What is mandated is "meaningful interaction" with Cuban people. Though that might cast doubt on scuba diving or sunning yourself at the beach, is dancing late into the night in a Cuban jazz club meaningfully cultural? Or taking in a baseball game where frenzied locals dance and beat on drums? For Rivers, the answer to the latter was an obvious "yes."

"It did give me more appreciation of the culture," she said. "We don't have a lot of drumming and dancing at baseball games in the States."

As part of her person-to-person trip in a group of 16 mostly Bay Area residents who work in affordable housing and academia, she also met with cultural and government officials from across Cuba to discuss the arts, racism and housing. But it was far from a fully programmed trip without freedom, mobility or choice.

"It was not a standard trip to any country, but I didn't feel hemmed in by the guidelines," said Rivers, 45. "They stuck close to the itinerary at times, but part of it included free time to talk to people and go to places you want to see."

People-to-people trips began in 1999 under President Bill Clinton, ended under President George W. Bush and were restored last year under President Barack Obama.

Yet they remain a hot-button issue. As recently as December, Republican U.S. Sen. Marco Rubio of Florida, whose parents moved from Cuba before he was born (and before Fidel Castro came to power in 1959), castigated person-to-person trips as "outrageous tourism, which, quite frankly, borders on indoctrination of Americans by Castro government officials."

Such watchful eyes make organizations with person-to-person licenses take pains to promote the educational aspects of their trips while playing down tourism. But it's still there.

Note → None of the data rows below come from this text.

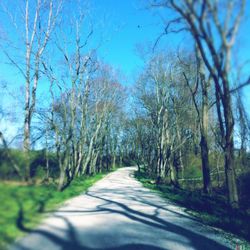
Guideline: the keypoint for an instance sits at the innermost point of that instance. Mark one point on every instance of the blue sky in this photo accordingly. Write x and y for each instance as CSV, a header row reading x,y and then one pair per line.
x,y
125,26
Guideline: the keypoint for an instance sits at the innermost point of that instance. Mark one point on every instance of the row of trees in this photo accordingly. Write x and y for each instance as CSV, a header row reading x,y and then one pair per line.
x,y
83,100
186,99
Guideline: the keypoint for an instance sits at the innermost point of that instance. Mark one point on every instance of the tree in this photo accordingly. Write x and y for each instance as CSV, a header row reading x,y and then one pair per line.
x,y
215,33
39,22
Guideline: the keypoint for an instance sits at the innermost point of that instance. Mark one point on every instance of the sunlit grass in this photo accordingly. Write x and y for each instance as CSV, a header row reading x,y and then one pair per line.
x,y
212,210
23,206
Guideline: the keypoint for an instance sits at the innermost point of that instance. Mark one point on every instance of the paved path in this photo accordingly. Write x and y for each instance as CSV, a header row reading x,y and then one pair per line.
x,y
118,213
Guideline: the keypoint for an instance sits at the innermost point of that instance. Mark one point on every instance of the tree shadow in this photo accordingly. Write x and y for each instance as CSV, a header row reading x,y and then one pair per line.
x,y
116,202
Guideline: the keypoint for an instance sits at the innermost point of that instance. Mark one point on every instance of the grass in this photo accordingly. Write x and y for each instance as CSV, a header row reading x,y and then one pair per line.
x,y
23,206
213,210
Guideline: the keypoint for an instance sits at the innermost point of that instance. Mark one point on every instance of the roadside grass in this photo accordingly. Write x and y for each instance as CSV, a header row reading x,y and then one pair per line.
x,y
23,206
213,210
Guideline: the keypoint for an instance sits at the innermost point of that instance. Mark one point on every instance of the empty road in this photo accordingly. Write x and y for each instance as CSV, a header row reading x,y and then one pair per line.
x,y
119,213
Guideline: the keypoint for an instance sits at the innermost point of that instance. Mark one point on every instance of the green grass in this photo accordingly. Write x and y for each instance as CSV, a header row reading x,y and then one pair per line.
x,y
23,206
213,210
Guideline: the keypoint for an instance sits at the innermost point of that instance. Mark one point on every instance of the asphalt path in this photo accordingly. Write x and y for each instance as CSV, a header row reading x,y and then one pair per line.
x,y
119,213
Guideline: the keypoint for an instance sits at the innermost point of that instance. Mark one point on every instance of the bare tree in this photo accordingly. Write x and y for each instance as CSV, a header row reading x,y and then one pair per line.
x,y
215,32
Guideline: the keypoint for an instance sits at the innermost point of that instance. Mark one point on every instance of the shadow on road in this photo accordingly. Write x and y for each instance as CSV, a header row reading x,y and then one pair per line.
x,y
116,202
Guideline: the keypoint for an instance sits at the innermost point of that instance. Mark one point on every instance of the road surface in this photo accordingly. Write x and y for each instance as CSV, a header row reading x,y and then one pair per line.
x,y
119,213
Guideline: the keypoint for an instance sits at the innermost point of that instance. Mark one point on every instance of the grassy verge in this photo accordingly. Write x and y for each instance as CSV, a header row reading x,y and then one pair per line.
x,y
210,210
22,206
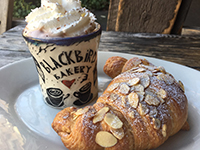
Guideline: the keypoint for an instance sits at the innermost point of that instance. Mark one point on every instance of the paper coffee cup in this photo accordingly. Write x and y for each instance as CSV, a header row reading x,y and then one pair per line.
x,y
67,68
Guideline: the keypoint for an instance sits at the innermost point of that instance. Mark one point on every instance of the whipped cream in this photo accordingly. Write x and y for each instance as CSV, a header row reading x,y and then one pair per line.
x,y
59,18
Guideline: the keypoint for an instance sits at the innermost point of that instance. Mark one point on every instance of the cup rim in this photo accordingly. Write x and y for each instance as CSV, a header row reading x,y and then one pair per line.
x,y
61,40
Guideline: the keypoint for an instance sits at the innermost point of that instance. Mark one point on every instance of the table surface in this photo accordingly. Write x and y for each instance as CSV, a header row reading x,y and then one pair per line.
x,y
181,49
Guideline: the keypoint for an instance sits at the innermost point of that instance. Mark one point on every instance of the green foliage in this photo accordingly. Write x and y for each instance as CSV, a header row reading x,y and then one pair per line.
x,y
23,7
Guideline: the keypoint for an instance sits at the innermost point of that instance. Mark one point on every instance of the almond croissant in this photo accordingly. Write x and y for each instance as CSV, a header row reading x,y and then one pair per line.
x,y
140,109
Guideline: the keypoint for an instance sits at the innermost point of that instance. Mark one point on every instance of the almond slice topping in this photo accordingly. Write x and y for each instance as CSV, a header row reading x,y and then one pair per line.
x,y
105,139
133,99
156,123
118,133
142,109
81,111
134,81
100,114
137,88
113,86
164,130
151,100
124,89
181,85
162,93
145,80
113,121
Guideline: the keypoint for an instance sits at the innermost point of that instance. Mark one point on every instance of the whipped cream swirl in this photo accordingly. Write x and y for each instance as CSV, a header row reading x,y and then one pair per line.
x,y
59,18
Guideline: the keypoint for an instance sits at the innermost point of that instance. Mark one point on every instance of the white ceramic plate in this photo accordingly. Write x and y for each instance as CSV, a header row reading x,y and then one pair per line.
x,y
25,121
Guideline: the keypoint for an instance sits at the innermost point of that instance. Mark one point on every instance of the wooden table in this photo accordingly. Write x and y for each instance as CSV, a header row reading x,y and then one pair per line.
x,y
183,49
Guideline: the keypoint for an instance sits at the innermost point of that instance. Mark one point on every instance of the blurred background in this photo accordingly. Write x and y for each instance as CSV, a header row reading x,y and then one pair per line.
x,y
100,9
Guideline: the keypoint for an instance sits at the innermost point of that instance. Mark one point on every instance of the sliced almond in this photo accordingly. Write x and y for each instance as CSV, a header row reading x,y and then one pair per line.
x,y
142,109
131,114
124,89
181,85
113,87
164,130
168,79
124,100
140,70
133,99
162,69
151,100
105,139
162,93
100,114
161,76
81,111
153,112
134,81
137,88
148,67
141,96
113,96
113,121
156,123
149,73
161,99
118,133
145,80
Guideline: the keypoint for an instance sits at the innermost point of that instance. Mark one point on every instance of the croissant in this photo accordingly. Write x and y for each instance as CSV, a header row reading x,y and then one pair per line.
x,y
140,109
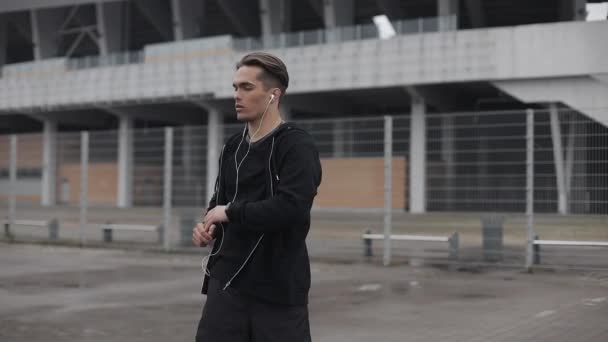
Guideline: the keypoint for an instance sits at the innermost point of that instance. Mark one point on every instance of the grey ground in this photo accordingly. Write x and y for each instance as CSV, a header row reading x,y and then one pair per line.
x,y
72,294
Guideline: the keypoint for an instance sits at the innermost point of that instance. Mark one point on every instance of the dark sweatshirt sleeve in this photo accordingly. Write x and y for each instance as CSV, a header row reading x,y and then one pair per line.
x,y
300,175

"The purpose of the person-to-person program from our point of view is to get as much face-to-face time with local people as possible," said Sandra Levinson, of the New York-based Center for Cuban Studies. "That doesn't mean going to a lot of lectures or meeting with a lot of government officials. It means being involved in activities where you meet and greet a lot of Cubans."

But operators also acknowledge that despite full itineraries, travelers become free to do as they wish at some point in the day -- usually in the late afternoon or after dinner. That might involve smoking a Cuban cigar or taking a walk on the beach.